21. No que diz respeito ao artigo 21.°, n.os 1 e 2, do Código deontológico do IPCF, que enuncia a incompatibilidade da profissão de contabilista com qualquer atividade artesanal, agrícola e comercial, exceto no caso de as câmaras profissionais aprovarem tal atividade, a Comissão alega que esta disposição é abrangida pelo âmbito de aplicação do artigo 25.° da Diretiva 2006/123. A proibição prevista pelo artigo 21.°, n.° 1, do referido código não desaparece pelo facto de, em conformidade com o artigo 21.°, n.° 2, do mesmo, as câmaras profissionais poderem, de modo discricionário, derrogar esta proibição.
22. Quanto ao artigo 21.° do novo Código deontológico do IPCF, introduzido em 18 de julho de 2018, a Comissão afirma que o procedimento de autorização das atividades pluridisciplinares pelas câmaras profissionais foi conservado nesta nova versão.
23. No que diz respeito à necessidade e à proporcionalidade da restrição constante do artigo 21.° do novo Código deontológico do IPCF, a Comissão sustenta que não resulta claramente desta disposição que o exercício cumulado de qualquer atividade artesanal, agrícola e comercial ou, de acordo com a nova redação, «de qualquer outra atividade» é suscetível de gerar conflitos de interesses e prejudica sempre os clientes, os outros prestadores de serviços e a sociedade no seu conjunto. Mesmo que fosse este o caso, as restrições em causa são inadmissíveis por razões análogas às invocadas no que se refere às restrições às atividades pluridisciplinares dos contabilistas, por um lado, e de corretor ou agente de seguros, agente imobiliário ou qualquer atividade bancária ou de prestação de serviços financeiros, por outro.

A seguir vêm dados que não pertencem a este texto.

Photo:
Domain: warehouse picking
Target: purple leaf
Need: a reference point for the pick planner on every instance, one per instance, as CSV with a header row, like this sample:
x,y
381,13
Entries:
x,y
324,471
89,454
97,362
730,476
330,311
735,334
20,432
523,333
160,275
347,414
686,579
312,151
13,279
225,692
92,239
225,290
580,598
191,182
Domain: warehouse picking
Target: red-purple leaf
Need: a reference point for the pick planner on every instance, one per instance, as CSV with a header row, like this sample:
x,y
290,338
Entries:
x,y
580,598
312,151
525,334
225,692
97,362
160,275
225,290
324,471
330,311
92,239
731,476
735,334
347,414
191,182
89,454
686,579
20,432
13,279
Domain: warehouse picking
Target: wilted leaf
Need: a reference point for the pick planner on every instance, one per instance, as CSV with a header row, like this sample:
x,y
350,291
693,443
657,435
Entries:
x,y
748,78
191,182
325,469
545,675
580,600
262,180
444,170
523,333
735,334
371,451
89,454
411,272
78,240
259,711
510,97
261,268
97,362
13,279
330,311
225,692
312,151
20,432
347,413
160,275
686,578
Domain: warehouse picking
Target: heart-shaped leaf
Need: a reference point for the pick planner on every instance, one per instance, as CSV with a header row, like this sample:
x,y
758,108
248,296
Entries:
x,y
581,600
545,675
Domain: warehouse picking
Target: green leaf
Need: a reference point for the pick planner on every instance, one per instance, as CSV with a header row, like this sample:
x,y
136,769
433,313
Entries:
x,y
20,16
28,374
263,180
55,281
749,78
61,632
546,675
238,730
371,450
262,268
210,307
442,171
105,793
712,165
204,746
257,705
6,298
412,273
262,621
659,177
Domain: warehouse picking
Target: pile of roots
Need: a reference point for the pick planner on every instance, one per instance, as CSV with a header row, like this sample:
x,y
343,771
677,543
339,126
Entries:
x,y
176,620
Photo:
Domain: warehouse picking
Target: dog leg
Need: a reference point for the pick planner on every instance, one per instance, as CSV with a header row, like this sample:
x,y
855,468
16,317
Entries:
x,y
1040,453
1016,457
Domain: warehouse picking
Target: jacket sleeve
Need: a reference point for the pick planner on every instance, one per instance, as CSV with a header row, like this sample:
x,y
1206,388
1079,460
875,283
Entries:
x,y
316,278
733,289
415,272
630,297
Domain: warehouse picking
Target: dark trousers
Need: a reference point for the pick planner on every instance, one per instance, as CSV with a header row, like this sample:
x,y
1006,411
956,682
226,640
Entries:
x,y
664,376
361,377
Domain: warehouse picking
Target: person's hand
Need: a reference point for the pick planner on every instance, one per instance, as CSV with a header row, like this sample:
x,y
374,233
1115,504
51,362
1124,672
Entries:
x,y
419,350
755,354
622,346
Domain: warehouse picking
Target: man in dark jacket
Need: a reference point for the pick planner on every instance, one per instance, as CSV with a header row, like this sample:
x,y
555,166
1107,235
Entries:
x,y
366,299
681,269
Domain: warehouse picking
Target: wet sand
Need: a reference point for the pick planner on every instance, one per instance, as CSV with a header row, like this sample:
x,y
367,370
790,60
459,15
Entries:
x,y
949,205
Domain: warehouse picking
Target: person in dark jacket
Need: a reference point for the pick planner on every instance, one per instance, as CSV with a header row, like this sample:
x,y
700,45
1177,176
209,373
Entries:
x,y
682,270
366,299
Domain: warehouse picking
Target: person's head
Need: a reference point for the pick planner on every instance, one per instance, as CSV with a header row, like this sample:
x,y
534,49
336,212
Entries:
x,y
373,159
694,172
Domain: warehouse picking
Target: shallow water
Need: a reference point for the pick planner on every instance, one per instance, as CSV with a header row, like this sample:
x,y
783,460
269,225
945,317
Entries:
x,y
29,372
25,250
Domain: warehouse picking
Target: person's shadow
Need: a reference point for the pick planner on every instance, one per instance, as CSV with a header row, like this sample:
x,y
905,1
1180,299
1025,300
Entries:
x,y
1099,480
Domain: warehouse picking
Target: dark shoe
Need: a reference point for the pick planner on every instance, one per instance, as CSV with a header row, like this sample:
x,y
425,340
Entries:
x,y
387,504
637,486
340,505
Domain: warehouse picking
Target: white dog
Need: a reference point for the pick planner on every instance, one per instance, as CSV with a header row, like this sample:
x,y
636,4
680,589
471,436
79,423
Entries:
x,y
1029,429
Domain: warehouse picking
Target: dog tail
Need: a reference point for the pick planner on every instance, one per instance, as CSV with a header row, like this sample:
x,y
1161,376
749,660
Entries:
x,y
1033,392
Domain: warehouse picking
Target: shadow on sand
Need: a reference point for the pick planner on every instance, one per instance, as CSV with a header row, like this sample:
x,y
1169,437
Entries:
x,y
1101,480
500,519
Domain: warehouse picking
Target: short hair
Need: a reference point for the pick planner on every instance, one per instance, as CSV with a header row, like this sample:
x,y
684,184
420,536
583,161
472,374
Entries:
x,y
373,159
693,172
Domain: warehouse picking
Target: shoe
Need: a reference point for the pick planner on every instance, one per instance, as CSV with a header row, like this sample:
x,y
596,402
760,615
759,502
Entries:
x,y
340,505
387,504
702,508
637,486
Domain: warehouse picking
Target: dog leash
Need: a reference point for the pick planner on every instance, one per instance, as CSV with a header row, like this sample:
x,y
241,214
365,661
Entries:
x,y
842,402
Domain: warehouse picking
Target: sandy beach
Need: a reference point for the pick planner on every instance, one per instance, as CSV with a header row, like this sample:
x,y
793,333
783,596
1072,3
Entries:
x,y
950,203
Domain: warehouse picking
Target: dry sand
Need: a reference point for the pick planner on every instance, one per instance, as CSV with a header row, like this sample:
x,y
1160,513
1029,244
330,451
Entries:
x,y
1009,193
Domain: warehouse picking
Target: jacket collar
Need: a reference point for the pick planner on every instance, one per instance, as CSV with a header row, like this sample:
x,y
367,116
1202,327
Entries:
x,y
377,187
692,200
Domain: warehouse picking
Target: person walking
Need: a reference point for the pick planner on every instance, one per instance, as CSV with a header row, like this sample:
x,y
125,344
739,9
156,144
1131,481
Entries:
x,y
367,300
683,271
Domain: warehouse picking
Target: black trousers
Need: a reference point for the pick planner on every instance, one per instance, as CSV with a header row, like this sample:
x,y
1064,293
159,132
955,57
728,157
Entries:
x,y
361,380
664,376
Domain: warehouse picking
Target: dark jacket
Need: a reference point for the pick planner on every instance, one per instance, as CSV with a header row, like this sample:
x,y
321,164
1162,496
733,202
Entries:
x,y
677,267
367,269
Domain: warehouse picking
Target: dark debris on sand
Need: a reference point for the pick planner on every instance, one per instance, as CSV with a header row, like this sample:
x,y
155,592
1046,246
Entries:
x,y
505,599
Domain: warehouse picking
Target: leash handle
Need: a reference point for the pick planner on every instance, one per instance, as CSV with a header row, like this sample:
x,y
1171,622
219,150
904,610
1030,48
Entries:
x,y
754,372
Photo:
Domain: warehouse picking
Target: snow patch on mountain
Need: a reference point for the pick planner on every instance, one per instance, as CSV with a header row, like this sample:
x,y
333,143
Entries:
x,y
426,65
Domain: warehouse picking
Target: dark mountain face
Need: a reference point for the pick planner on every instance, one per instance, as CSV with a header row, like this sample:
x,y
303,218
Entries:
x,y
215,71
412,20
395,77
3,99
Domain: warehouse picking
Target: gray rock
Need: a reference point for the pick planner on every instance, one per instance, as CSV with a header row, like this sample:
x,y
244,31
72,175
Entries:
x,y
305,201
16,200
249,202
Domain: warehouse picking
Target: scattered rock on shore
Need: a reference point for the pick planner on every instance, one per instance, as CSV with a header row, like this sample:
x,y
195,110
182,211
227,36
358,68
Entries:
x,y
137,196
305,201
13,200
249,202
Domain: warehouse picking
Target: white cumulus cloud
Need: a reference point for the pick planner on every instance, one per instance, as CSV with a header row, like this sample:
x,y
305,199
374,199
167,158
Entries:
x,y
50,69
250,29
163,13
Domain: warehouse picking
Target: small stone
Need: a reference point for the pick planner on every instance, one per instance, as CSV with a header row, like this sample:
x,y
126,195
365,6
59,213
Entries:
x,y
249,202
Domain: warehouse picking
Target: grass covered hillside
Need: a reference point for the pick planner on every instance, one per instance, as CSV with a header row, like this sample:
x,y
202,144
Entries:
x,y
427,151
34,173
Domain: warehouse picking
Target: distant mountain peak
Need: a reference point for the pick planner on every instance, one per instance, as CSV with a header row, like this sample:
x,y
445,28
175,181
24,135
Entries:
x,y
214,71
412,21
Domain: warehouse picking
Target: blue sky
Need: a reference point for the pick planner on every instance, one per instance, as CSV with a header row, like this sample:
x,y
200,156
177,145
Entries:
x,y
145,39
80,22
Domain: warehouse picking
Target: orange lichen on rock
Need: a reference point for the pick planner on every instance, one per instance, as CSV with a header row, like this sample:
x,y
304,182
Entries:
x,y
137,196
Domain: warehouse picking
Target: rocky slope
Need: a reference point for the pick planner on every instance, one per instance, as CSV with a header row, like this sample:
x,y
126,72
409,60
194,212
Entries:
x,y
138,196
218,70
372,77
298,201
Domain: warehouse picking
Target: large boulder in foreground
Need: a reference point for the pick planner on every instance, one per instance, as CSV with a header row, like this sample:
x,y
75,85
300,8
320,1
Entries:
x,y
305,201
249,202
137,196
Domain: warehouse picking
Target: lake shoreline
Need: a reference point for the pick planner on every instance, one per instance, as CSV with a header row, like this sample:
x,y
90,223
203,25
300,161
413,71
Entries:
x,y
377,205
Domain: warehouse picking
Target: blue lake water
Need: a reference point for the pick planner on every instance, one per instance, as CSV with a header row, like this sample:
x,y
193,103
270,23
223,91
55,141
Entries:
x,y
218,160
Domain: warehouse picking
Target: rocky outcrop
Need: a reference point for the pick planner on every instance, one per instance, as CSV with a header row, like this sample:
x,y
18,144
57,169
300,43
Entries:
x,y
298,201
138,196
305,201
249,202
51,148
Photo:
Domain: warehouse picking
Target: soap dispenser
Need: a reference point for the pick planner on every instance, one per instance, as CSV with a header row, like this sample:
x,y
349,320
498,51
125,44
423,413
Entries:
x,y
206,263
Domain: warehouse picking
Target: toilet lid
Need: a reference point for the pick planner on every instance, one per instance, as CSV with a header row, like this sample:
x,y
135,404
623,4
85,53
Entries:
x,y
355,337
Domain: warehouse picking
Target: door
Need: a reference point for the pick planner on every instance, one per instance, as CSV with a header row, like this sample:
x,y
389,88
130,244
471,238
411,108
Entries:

24. A Comissão afirma que o Reino da Bélgica não demonstrou que medidas menos restritivas do que a proibição prevista no artigo 21.° não seriam tão eficazes para a consecução dos objetivos enunciados.
25. Embora a Comissão reconheça que os contabilistas na Bélgica intervêm mais no que se refere a uma categoria de empresas, a Comissão afirma, todavia, que a sua missão não se alterou, pelo que os contabilistas não adquiriram nem as funções dos auditores, nem o direito de representar os clientes perante as autoridades fiscais.
Reino da Bélgica
26. O Reino da Bélgica alega, por um lado, que o artigo 25.° da Diretiva 2006/123 não impede os Estados‑Membros, sob determinadas condições, de proibir o exercício conjunto de certas profissões regulamentadas. Este Estado‑Membro recorda, por outro lado, que o artigo 25.° insere‑se no Capítulo V desta diretiva, que se refere à «Qualidade dos serviços» e tem, principalmente, por objetivo a proteção dos consumidores. Deste modo, as restrições às atividades pluridisciplinares devem limitar‑se ao necessário para assegurar a imparcialidade, a independência e a integridade das profissões regulamentadas.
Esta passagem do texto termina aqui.